It’s been awhile since we’ve heard talk of the first time home buyer tax credit, but recently in our office it came up once again. No, there’s no new extension and no new credit to claim…instead the topic was, what happens if a homeowner sells their home before the three year occupancy requirement? Will the homeowner owe money to the IRS? (Please note: this post does not apply to the $7,500 tax credit from 2008 – this deals with the $8,000 tax credit from 2009 and 2010.)
For homeowners who claimed the first time home buyer tax credit in 2009 and 2010, the credit came with one caveat: you had to own and live in the home for a minimum of three years. As we are now in 2012, some homeowners are just beginning to hit the three year mark and questions are arising when they desire to sell their home.
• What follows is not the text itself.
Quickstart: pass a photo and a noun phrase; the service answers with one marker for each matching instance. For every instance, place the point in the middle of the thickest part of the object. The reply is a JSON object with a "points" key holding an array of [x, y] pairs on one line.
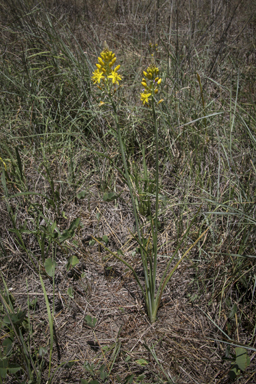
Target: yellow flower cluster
{"points": [[105, 69], [150, 83]]}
If your three years have passed (three years from the closing date of your home purchase), you are free to keep the money from the tax credit and you owe the IRS nothing. For example, you would have had to have purchased your home in January of 2009 in order for your three year waiting period to be up January 2012.
What if you bought the home later in 2009 or somewhere in 2010? Based on today’s date (January 25, 2012), if you bought you home in late January 2009 or later, you’re still within your required three year ownership and occupancy period. Because of this limitation within the law, if you were to sell your home, you would have to repay the entire $8,000 tax credit back to the IRS (it would be added as additional tax to your next filing). If you had a zero balance when you filed with the IRS – you would now have an $8,000 tax liability due in full when you file!
If you do choose to sell within that three year period you will need to file a Form 5405 (the same form you used to claim the first time home buyer tax credit) with your returns. As with anything tax-related, we highly recommend you speak with a tax professional when filing or if you have questions. If you’re thinking of selling your home, be prepared to answer questions from your agent about when you bought it and whether or not you claimed the $8,000 tax credit – knowing this fact in advance can save any surprises down the road for you or your Kimberly Howell Properties agent.